ELN recommendations for AML diagnosis, genetic risk stratification and treatment have been updated in 2022. Accordingly, FLT3-ITD+ AML is now included in the intermediate-risk category, regardless of the allelic ratio (AR), and capillary electrophoresis (CE) is the recommended detection method. In two large trials combining intensive chemotherapy with the FLT3 inhibitors midostaurin (RATIFY) and quizartinib (QuANTUM-First), the AR threshold to define FLT3-ITD+ was conventionally set at 0.05 and 0.03, respectively. CE analysis requires high level of expertise specifically to detect FLT3-ITD microclones (FLT3-ITD^m, AR: >0.01,<0.05), whose clinical role is not yet well established.

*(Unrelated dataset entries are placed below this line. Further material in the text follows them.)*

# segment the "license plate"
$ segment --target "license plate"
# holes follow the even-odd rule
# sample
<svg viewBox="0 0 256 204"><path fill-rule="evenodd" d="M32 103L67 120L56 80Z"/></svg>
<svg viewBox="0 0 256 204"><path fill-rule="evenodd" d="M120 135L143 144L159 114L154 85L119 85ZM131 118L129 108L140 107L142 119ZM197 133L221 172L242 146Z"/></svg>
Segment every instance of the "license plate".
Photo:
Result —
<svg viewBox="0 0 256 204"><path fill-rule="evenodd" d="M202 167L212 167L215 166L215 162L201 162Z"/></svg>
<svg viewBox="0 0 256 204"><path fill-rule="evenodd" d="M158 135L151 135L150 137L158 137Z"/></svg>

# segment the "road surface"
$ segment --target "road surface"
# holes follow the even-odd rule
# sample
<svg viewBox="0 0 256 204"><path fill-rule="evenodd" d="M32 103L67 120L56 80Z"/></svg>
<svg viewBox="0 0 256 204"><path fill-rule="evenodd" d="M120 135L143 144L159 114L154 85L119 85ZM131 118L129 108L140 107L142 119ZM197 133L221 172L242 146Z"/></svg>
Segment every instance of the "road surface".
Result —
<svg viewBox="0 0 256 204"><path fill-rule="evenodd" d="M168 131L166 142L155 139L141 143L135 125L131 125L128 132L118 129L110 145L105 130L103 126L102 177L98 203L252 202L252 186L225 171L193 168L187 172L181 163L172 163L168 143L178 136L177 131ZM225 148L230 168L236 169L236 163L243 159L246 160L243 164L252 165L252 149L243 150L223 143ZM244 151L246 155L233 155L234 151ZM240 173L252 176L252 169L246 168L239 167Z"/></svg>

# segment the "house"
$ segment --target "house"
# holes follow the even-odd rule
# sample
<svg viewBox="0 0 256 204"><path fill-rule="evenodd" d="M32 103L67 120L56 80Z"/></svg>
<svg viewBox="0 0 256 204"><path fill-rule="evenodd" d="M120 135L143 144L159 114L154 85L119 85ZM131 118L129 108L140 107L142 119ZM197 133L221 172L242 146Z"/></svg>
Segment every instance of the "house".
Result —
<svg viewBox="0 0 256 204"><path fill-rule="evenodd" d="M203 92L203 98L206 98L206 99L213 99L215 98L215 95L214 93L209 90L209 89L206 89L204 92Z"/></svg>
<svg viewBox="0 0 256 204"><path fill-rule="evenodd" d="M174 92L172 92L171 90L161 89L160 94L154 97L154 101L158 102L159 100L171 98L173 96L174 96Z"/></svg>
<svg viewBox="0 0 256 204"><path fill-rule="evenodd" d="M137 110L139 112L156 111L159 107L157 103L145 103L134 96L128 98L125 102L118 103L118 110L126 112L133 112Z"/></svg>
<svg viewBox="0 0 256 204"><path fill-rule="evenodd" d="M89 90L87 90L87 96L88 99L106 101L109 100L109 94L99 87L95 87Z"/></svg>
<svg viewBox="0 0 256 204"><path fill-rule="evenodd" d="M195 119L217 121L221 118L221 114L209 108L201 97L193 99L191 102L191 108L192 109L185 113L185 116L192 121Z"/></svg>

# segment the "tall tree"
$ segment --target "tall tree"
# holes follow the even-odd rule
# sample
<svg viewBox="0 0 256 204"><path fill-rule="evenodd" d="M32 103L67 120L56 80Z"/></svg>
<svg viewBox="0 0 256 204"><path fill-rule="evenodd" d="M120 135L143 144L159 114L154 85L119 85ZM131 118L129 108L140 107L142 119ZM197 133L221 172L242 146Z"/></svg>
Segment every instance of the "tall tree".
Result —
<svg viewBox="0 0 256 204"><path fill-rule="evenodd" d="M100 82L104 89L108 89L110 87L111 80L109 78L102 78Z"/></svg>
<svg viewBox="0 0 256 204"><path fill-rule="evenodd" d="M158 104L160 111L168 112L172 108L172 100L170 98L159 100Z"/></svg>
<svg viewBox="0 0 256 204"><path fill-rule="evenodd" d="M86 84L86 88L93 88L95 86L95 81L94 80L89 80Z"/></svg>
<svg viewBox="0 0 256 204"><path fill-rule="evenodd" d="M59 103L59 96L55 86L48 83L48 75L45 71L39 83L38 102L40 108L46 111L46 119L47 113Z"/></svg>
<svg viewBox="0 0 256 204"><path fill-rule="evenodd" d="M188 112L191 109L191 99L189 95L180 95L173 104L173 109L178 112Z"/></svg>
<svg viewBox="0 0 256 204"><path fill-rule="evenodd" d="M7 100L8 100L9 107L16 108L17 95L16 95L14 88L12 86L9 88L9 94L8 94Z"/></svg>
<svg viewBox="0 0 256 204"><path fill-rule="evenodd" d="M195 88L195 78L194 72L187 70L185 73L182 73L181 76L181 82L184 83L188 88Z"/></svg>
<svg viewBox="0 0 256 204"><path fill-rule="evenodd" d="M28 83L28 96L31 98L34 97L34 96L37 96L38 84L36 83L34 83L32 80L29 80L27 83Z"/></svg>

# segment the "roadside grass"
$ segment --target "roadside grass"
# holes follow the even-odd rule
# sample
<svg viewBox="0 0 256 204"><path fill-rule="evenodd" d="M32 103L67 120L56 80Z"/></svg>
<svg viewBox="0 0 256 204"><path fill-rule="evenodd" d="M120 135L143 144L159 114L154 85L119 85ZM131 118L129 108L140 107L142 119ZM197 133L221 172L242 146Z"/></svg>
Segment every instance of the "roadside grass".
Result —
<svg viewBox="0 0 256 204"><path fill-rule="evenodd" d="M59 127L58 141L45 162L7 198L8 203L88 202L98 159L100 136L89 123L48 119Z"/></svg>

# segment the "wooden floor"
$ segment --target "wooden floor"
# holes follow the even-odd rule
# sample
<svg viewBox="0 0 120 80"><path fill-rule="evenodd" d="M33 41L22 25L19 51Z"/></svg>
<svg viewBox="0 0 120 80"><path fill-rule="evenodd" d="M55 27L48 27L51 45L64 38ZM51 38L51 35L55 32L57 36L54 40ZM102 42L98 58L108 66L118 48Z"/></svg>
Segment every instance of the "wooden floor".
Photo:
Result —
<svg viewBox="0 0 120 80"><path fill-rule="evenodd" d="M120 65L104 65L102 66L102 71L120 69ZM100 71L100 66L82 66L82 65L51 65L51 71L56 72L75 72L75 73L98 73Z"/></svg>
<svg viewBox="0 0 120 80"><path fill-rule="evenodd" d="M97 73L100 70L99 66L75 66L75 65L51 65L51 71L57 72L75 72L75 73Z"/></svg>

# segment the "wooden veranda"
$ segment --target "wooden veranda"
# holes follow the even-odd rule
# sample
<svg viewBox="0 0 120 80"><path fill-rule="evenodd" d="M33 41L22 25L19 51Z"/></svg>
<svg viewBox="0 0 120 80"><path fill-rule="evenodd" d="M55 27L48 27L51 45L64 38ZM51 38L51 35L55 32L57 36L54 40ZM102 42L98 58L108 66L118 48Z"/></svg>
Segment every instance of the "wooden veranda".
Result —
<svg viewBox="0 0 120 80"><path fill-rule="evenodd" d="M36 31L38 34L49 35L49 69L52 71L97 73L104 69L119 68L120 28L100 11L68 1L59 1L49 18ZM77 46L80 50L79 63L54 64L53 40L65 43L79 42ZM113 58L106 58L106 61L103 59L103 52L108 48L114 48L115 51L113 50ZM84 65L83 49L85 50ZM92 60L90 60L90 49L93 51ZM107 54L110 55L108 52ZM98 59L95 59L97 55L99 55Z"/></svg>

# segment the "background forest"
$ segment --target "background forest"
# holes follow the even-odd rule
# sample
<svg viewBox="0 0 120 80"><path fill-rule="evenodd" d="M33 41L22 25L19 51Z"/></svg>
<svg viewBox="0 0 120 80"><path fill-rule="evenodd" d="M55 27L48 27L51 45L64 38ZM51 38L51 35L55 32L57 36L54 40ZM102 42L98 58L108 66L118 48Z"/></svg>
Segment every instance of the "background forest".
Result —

Here, we leveraged the EHA AML-SWG framework to explore diagnostic evaluation methods and prognostic impact of FLT3-ITD^min AML.

In a first methodological part, results of CE from 63 FLT3-ITD+patient samples were blindly analyzed by 7 European labs, and reproducibility of results was assessed. The intraclass correlation coefficient (ICC) was computed as an index of interrater reliability of AR data. Overall, we observed a good ICC for ITD length determination (95%CI=0.52–0.92), but a less satisfactory ICC for AR estimation (95%CI=0.06–0.63). Next, we compared NGS and CE for FLT3-ITD status determination, by running in parallel an additional set of 48 FLT3-ITD+ AML cases. Results showed a significant correlation of AR/VAF (r=0.923,p<0.001), and a 94% concordance overlap, with only 3/48 cases with AR<0.02 detected by CE, but not by NGS.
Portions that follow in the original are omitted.